Naval Air Station Wildwood Aviation Museum
500 Forrestal Road
Cape May Airport
Rio Grande, NJ 08242
Open: Sunday-Saturday 10:00am-4:00pm
My review on TripAdvisor:
The Naval Air Station Wildwood Aviation Museum is located at the back of the Cape May Airport. Just follow the road to the back of the airport at 500 Forrestal Road in Hangar #1.
This interesting museum is a treasure trove of artifacts from WWII to today from jeeps to cars and trucks to airplanes. Some of the vehicles you can step into and see what it was like to ride these pieces of aviation history.
There are several airplanes that with the assistance of the staff you can enter and see what air travel was like for these pilots. All the planes have been carefully restored and displayed for viewing and use by tourists. There is even a air traffic control tower you can enter and see how thing the functioning of the tower was done. These displays were interactive from the perspective of the people who once worked there.
In the front of the museum as you enter, along the ways there is a display of the history of the Naval Hangar and how it developed and became part of the community. There were pictures of members walking the boardwalk in Wildwood and having a good time. There were stories of many interactions between the sailors and the locals and what an exciting time it was for everyone.
Many local heroes stories were told all over the building of Navy personal from the area and the part that they played in the war years and when they returned. Each story board told of their early lives, how they got involved in the war, the roles that played and jobs that were accomplished and what their lives were like when they returned. The mindset of this generation is very different than from today.
What I really enjoyed was the documentary “Boatlift”, the story of the 9/11 rescue of thousands of people off Manhattan island on 9/11 (it was around the 20th Anniversary of the event when I toured the museum) and the bravery and involvement of boaters and sailors all over the New York maritime region. Hundreds of boats were involved in getting people to safety to New Jersey and other parts of the NYC. It was a lesson in selflessness and involvement in one of the darkest days of American history.
Outside the hangar, there are more planes to tour and equipment that is used. Each display is carefully explained of its role in the armed forces so take the time to read the plaques as well.
Inside the building towards the back, there is a display of commercial establishments and even the role of Coca Cola during the war and it being used in the ration boxes of the men and women fighting for our country. There were pictures of USO dances and get togethers and parties for the enlisted men.
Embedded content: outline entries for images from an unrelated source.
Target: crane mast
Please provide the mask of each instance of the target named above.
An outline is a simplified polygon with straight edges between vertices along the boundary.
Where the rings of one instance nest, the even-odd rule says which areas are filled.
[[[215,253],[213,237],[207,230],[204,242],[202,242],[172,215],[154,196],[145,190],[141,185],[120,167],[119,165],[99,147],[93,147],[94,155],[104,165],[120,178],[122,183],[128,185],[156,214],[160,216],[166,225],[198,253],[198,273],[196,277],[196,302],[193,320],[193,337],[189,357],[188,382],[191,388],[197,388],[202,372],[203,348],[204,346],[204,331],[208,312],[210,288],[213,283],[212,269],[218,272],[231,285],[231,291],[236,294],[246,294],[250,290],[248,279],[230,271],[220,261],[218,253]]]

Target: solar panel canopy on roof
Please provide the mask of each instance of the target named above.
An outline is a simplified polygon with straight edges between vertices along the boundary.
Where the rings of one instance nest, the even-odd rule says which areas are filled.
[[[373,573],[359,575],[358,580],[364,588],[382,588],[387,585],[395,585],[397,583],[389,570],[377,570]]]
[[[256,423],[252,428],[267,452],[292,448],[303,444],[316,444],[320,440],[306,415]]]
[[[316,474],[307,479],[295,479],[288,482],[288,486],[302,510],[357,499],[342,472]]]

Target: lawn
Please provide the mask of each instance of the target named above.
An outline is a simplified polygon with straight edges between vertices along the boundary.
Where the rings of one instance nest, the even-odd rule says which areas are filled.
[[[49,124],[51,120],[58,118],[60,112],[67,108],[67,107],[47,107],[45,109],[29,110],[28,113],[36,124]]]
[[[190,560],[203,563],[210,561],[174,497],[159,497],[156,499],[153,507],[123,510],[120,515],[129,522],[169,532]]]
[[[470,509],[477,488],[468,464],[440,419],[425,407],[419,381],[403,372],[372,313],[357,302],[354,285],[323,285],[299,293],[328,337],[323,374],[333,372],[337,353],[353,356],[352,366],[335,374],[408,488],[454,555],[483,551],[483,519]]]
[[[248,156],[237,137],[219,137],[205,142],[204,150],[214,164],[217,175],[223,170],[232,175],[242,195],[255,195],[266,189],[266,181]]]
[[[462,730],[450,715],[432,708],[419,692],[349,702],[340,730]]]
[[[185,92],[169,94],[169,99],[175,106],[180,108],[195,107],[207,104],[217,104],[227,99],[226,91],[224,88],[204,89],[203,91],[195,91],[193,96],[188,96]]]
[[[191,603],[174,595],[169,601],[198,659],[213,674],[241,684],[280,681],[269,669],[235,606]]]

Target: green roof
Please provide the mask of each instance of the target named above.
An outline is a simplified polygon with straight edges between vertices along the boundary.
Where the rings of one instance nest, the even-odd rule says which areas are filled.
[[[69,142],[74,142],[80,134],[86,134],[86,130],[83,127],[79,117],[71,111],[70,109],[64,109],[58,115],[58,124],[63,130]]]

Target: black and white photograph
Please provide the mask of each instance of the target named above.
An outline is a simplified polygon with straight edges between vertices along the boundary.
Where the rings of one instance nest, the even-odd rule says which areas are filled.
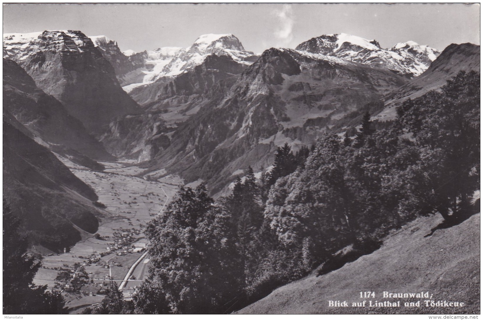
[[[480,3],[2,10],[5,319],[478,319]]]

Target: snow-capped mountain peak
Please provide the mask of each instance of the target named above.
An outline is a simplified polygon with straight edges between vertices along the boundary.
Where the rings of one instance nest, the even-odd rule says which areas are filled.
[[[186,50],[190,53],[206,54],[216,53],[224,49],[245,51],[238,38],[230,33],[202,35]]]
[[[150,84],[158,79],[173,77],[193,69],[209,55],[227,56],[238,63],[249,65],[256,60],[253,53],[246,51],[236,37],[230,33],[209,34],[199,37],[185,49],[163,47],[148,52],[145,60],[147,70],[142,70],[142,81],[123,87],[127,92],[141,85]]]
[[[117,45],[117,43],[116,41],[111,40],[105,36],[88,36],[88,37],[90,38],[90,40],[92,40],[92,42],[96,47],[105,46],[111,42],[114,42],[114,44],[115,44],[115,45]]]
[[[438,50],[413,41],[398,43],[385,49],[375,40],[345,33],[313,38],[298,45],[296,49],[334,56],[411,77],[423,73],[440,54]]]
[[[352,35],[347,34],[347,33],[340,33],[339,34],[332,34],[328,35],[335,37],[337,38],[337,40],[336,41],[336,44],[337,45],[337,47],[334,51],[337,51],[340,49],[342,45],[346,42],[353,45],[358,46],[361,48],[364,48],[369,50],[381,50],[381,47],[378,45],[376,45],[374,43],[374,42],[376,42],[375,40],[368,40],[367,39],[365,39],[364,38],[361,38],[360,37],[353,36]],[[378,43],[378,44],[379,44],[379,43]]]
[[[391,51],[400,52],[404,50],[411,52],[413,54],[418,55],[420,57],[426,57],[431,61],[434,61],[441,53],[427,45],[421,45],[414,41],[397,43],[389,49]]]

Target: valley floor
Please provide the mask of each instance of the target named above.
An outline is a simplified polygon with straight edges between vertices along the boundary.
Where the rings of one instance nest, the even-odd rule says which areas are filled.
[[[479,314],[480,214],[428,235],[442,221],[439,215],[419,218],[393,231],[373,253],[323,276],[310,276],[279,288],[237,313]],[[361,298],[364,293],[361,292],[369,292],[369,296]],[[427,292],[430,297],[384,298],[384,292]],[[369,301],[377,305],[376,300],[399,301],[400,307],[368,306]],[[426,300],[430,301],[428,307]],[[365,307],[352,306],[364,301]],[[443,307],[438,307],[440,301],[465,305],[448,307],[443,302]],[[336,302],[331,307],[330,301],[346,301],[349,307]],[[404,306],[417,301],[420,307]]]
[[[94,189],[99,197],[99,202],[105,205],[106,208],[101,210],[103,216],[99,217],[99,236],[81,231],[83,240],[68,252],[46,255],[34,281],[37,285],[46,284],[50,289],[56,285],[56,289],[64,289],[62,293],[66,306],[71,313],[77,313],[104,298],[103,295],[96,293],[109,284],[107,263],[111,265],[113,280],[118,286],[120,284],[130,267],[142,254],[131,252],[130,247],[132,244],[138,243],[141,246],[146,243],[144,226],[162,210],[176,193],[177,185],[181,181],[173,177],[160,182],[134,176],[142,169],[125,162],[103,162],[106,169],[99,172],[63,160],[74,174]],[[134,269],[130,277],[134,280],[128,281],[125,287],[123,293],[127,297],[147,275],[149,256],[146,258]],[[75,293],[67,293],[68,288],[56,278],[60,268],[67,270],[72,277],[76,272],[74,267],[76,263],[84,266],[88,277],[85,279],[87,283]],[[91,293],[93,295],[89,295]]]

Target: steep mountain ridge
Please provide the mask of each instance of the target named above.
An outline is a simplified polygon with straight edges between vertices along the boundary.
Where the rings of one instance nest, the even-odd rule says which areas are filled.
[[[124,89],[135,100],[143,88],[149,88],[151,84],[163,78],[174,77],[189,72],[196,66],[203,64],[207,57],[213,54],[226,56],[234,61],[247,66],[257,58],[253,52],[245,51],[240,40],[232,34],[202,35],[186,48],[166,47],[149,52],[145,62],[148,68],[147,71],[139,70],[145,75],[142,81],[132,82],[125,86]],[[136,92],[132,93],[135,88],[140,87]],[[142,100],[136,101],[143,105]]]
[[[345,33],[313,38],[296,49],[360,62],[410,77],[421,75],[440,53],[435,49],[412,41],[384,49],[375,40]]]
[[[111,64],[80,31],[4,34],[3,48],[91,133],[101,133],[116,117],[141,112],[121,88]]]
[[[270,165],[277,146],[311,144],[333,120],[405,81],[335,57],[272,48],[221,100],[180,127],[171,146],[145,165],[154,170],[168,164],[188,181],[208,181],[214,193],[237,170]],[[312,125],[304,126],[308,122]]]
[[[144,67],[144,59],[147,57],[145,51],[133,53],[128,56],[121,52],[117,42],[105,36],[89,36],[89,38],[114,68],[121,86],[128,84],[127,82],[131,80],[129,73]]]
[[[317,277],[311,275],[275,290],[239,314],[452,314],[479,313],[479,213],[460,225],[437,229],[438,215],[419,218],[395,230],[382,247]],[[377,270],[375,273],[374,270]],[[374,298],[361,298],[361,288],[374,292]],[[429,292],[432,298],[384,298],[383,292]],[[460,301],[462,307],[426,306],[424,300]],[[349,307],[331,307],[329,301],[349,302]],[[365,307],[362,303],[366,300]],[[376,301],[400,301],[399,307],[369,307]],[[405,306],[420,301],[420,307]],[[352,302],[361,304],[352,307]]]
[[[31,241],[60,251],[80,240],[76,228],[97,231],[97,196],[21,126],[4,112],[3,195]]]
[[[70,116],[57,99],[39,89],[14,61],[4,58],[3,64],[4,109],[37,138],[49,144],[51,148],[63,148],[68,153],[68,149],[73,149],[95,159],[113,159],[79,120]]]
[[[253,53],[244,51],[232,35],[208,36],[202,36],[186,49],[165,47],[149,53],[157,64],[146,73],[146,82],[124,87],[131,87],[129,94],[147,114],[111,123],[102,138],[110,152],[140,161],[153,159],[170,146],[180,123],[218,99],[251,64],[243,59]]]
[[[480,46],[472,43],[453,43],[448,46],[419,77],[398,88],[384,98],[384,110],[374,119],[383,121],[396,118],[396,107],[407,99],[414,99],[431,90],[438,90],[446,80],[460,71],[480,70]]]

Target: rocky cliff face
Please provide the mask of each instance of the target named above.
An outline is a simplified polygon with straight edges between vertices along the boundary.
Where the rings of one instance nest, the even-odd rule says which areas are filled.
[[[3,41],[10,57],[90,132],[99,134],[115,117],[141,112],[111,64],[80,31],[7,34]]]
[[[270,165],[277,146],[312,143],[333,120],[406,81],[335,57],[271,49],[222,98],[181,125],[170,146],[146,165],[154,170],[168,164],[189,181],[207,181],[216,193],[237,170]]]
[[[414,41],[398,43],[388,49],[375,40],[345,33],[324,35],[298,45],[296,49],[360,62],[412,78],[421,75],[440,52]]]
[[[201,36],[187,49],[162,48],[150,53],[149,61],[156,64],[145,73],[146,82],[124,87],[130,88],[129,94],[147,114],[113,121],[102,141],[118,156],[152,159],[169,146],[180,123],[223,95],[252,63],[246,61],[252,55],[232,35]]]
[[[479,72],[480,51],[480,46],[472,43],[448,46],[423,74],[385,97],[385,107],[374,118],[393,120],[396,118],[396,107],[406,99],[439,89],[461,70]]]
[[[117,42],[105,36],[89,36],[89,38],[113,66],[121,86],[129,84],[130,81],[134,80],[131,76],[133,71],[145,69],[145,59],[148,56],[146,51],[133,53],[128,56],[121,52]]]
[[[29,133],[4,112],[3,195],[30,241],[60,251],[80,240],[75,227],[97,230],[97,196]]]
[[[36,139],[68,153],[73,150],[94,159],[113,159],[80,121],[70,115],[55,98],[37,88],[16,63],[4,58],[3,64],[4,110],[14,116]]]

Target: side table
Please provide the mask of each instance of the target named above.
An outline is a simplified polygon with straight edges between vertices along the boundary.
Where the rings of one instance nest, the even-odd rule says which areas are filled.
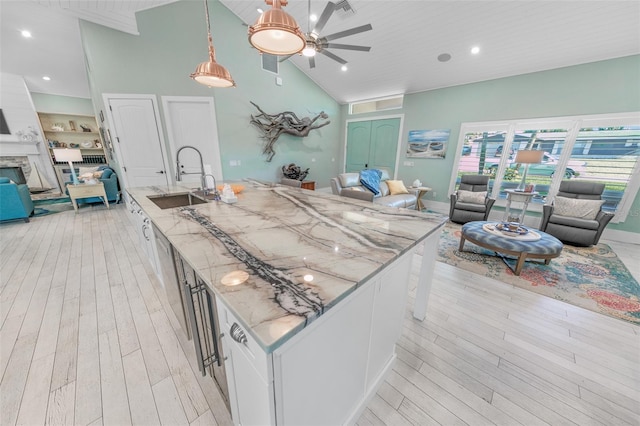
[[[69,184],[67,185],[67,190],[69,191],[69,198],[71,198],[71,203],[76,213],[78,213],[78,203],[76,202],[78,198],[100,197],[104,205],[109,208],[109,200],[107,200],[107,193],[104,191],[104,183],[102,182],[93,184],[81,183],[78,185]]]
[[[527,213],[527,206],[529,205],[529,201],[535,196],[538,195],[537,192],[524,192],[524,191],[516,191],[515,189],[505,189],[507,193],[507,206],[504,209],[504,222],[517,222],[523,223],[524,216]],[[522,203],[522,208],[512,208],[511,203]],[[512,211],[513,210],[513,211]]]
[[[416,192],[416,197],[418,198],[418,201],[416,202],[416,210],[422,211],[422,209],[425,208],[422,197],[424,197],[427,192],[431,191],[431,188],[428,186],[410,186],[407,189]]]
[[[316,182],[314,180],[302,181],[302,185],[300,185],[302,189],[308,189],[310,191],[316,190]]]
There is even a space shuttle piece to explore and admire showing our progression into different types of transportation over time. The museum has carefully displayed items so that there is an order to follow around the room to admire each piece. Take the time to look them over and read about them.
This museum is an interesting step back in time to show the role New Jersey and Cape May County played during the war years and then going forward.
The Mission of the Museum:
Restoring Hangar #1, educating the public on Cape May Country’s history during WWII and memorializing the 42 naval aviators who were training at the Naval Air Station Wildwood.
The History of the Naval Air Station Wildwood Aviation Museum:
(Taken from the Museum website)
Following the outbreak of World War II, this all wood double wide aircraft hangar was assembled by the U.S. Navy in 1942 from a kit delivered via railroad. On April 1st, 1943, NAS Wildwood was commissioned as a training facility for dive bomber squadrons that would go on to fight in the Pacific. Between 1943 and 1945, activities included night flying and target practice over the Delaware Bay, reaching a peak of almost 17.000 takeoffs and landings in the month of October 1944. Before NAS Wildwood was decommissioned, 129 crashes occurred and 42 airmen died in training exercises.
Following World War II, United States Overseas Airlines was operated out of Hangar #1, offering both national and international charter flights. The airline was owned by Dr. Ralph Cox, a dentist and U.S. navy pilot during WWII. Cox also used the hanger to display his collection of early automobiles and other transportation memorabilia including a steam locomotive.
Southern Jersey Airways operated a commuter airline known as the Allegheny Commuter out of the Cape May Airport. The service was started by Captain Curt Young, ho was a bomber pilot during WWII. The Allegheny Commuter offered twenty-two daily flights between Atlantic City and Philadelphia as well as eight round trips out of Cape May.
After many years of neglect, Hangar #1 was rediscovered by Dr. Joseph Salvatore and his wife, Patricia Anne, who acquired the building from Cape May County for $1.00. Listed on both the state and national registers of historic places, Hangar #1 is an exhibit in and of itself. Since 1997, the Salvatore’s and the NASW Foundation have worked hard to restore the hangar to its original condition. Today, Hangar #1 is open to the public as part of the NAS Wildwood Aviation Museum.